Zygmunt Miłoszewski est un écrivain et journaliste polonais né en 1976 à Varsovie.

Les impliqués - Zygmunt Miloszewski

Arrivée du polar polonais
Note :

   Teodore Szacki est procureur à Varsovie. En tant que tel, c'est lui qui mène les enquêtes qui lui échoient, faisant appel à tel ou tel policier. Lui, il aime travailler avec Oleg Kuzniecov, un rien graveleux, mais très efficace. Lorsque le corps d'un homme, Henryk Telak, est découvert, une broche à rôtir dans l'œil, dans un ancien monastère en plein milieu d'une séance de thérapie collective, il est loin de se douter que ses investigations l'emmèneront aussi loin. Un peu lassé par sa vie de famille routinière et par une partie de son travail bureaucratique, il s'engage totalement dans cette nouvelle enquête.
   
   Pas mal du tout ce polar polonais qui avance lentement mais jamais n'ennuie. 442 pages passionnantes tant pour l'enquête proprement dite que pour tous les à-côtés. Tout d'abord, cette enquête qui ne progresse pas vite, classique, le procureur cherche dans toutes les directions, explore toutes les pistes, revient en arrière lorsqu'il s'aperçoit que celle qu'il suivait est une impasse. Ensuite, la description de Varsovie dont l'architecture tient encore de son passé communiste (l'histoire se déroule en 2005). Puis les réminiscences de l'avant chute du mur ne sont pas qu'architecturales, elles concernent aussi des personnes ayant eu des activités sous la dictature de Jaruzelski et qui n'ont aucun intérêt à ce qu'elles ressortent, qui exercent donc des pressions terribles. L'auteur parle aussi de certains autres dossiers de Teodore Szacki, qu'il doit mener de front avec la mort de Telak. Il en profite également pour expliquer ce qu'est la thérapie dite de la constellation familiale, puisque c'est à l'issue d'une telle séance que la mort a eu lieu. Et enfin, Zygmunt Miloszewski étoffe la vie de son personnage, il le travaille, lui donne de l'épaisseur : il est en pleine interrogation sur lui-même.
   
   Trente-six ans, père d'une petite fille, marié mais pas très heureux de la routine qui s'est installée, il ne serait pas contre une infidélité à Weronika son épouse, et ceci d'autant plus qu'il n'est point insensible au charme de Monika, une jeune journaliste. Son travail aussi parfois le déprime, fonctionnaire, il ne gagne pas bien sa vie : "La faim lui tiraillait l'estomac mais il ne tenait pas à dépenser une dizaine de zlotys pour un petit déjeuner.
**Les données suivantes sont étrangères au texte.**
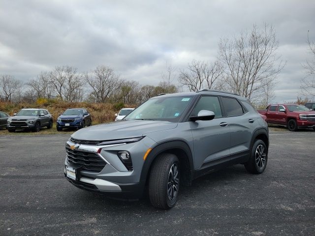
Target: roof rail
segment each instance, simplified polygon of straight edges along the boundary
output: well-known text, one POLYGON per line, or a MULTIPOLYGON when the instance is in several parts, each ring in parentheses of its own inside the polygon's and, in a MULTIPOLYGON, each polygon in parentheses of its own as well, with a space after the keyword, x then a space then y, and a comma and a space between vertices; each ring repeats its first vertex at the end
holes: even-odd
POLYGON ((240 94, 238 94, 237 93, 235 93, 235 92, 226 92, 225 91, 221 91, 221 90, 215 90, 215 89, 202 89, 202 90, 198 90, 196 92, 223 92, 224 93, 228 93, 229 94, 236 95, 237 96, 239 96, 240 95, 240 94))

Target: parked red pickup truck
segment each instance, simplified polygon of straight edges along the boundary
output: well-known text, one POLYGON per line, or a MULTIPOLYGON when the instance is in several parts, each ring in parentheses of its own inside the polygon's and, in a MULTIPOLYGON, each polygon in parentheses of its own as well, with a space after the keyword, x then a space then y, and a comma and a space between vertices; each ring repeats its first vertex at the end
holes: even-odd
POLYGON ((303 105, 272 104, 257 111, 267 117, 267 123, 285 126, 290 131, 306 128, 315 130, 315 112, 303 105))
D'un autre côté; se dit-il, on est seulement en début de mois, mon compte n'est pas encore à découvert. Il n'avait pas passé toutes ces années à faire des études de droit, un stage d'auditeur de justice et une spécialisation au parquet pour se refuser un repas aujourd'hui. Il commanda une omelette aux tomates et au fromage." (p.39)
   
   Zygmunt Miloszewski dresse un portrait assez sombre et désabusé de la Pologne qui sort à peine de l'ère communiste et intègre tout juste l'Union Européenne, de ses politiques qui se laissent gagner par les extrémismes, de la corruption, des anciens de services secrets qui usent encore de méthodes musclées pour se faire entendre et surtout ne pas se faire voir, des journalistes qui glosent sur des faits sans rien apporter aux citoyens : "Les politiciens vivaient dans un monde en vase clos, persuadés qu'à longueur de journée ils accomplissaient des tâches à ce point capitales qu'ils devaient absolument en rendre compte lors de conférences de presse. Leur prétendue valeur se voyait confirmée par des légions de chroniqueurs enthousiastes, eux aussi convaincus de la gravité des faits qu'ils relataient et poussés probablement par le besoin de rationaliser les heures d'un travail vidé de sa substance. Et finalement, en dépit des efforts conjugués de ces deux groupes professionnels, couplés à l'assaut médiatique d'informations superflues mais présentées comme essentielles, le peuple tout entier n'en avait rien à foutre." (p.152/153) 
   
   Un polar qui fait la part belle à un contexte géographique et politique fort intéressant mais qui n'en oublie pas ses personnages, Teodore Szacki en tête, mais également tous ceux qui tournent autour de lui, le flic, sa femme, sa fille, Monika la journaliste, les différents suspects dans cette affaire criminelle et ceux que l'on peut croiser le temps de quelques pages seulement pour d'autres dossiers mais dont l'auteur se plaît à nous faire un portrait un peu détaillé : quasiment aucune personne apparaissant dans ce livre n'en sort sans une description physique ou psychologique de quelques lignes. Zygmunt Miloszewski suit ainsi la route de quelques grands noms de la littérature policière qui aiment prendre le temps de décrire leurs personnages, les lieux et contextes et qui aiment que leurs enquêteurs traquent le moindre détail susceptible de les mettre sur la bonne piste.
    
   Teodore Szacki est un personnage attachant ainsi que son entourage, qui évolue dans un pays en plein changement et qui pourrait bien revenir pour mon plus grand plaisir pour d'autres enquêtes. Les éditions Mirobole ont déniché là un excellent bouquin.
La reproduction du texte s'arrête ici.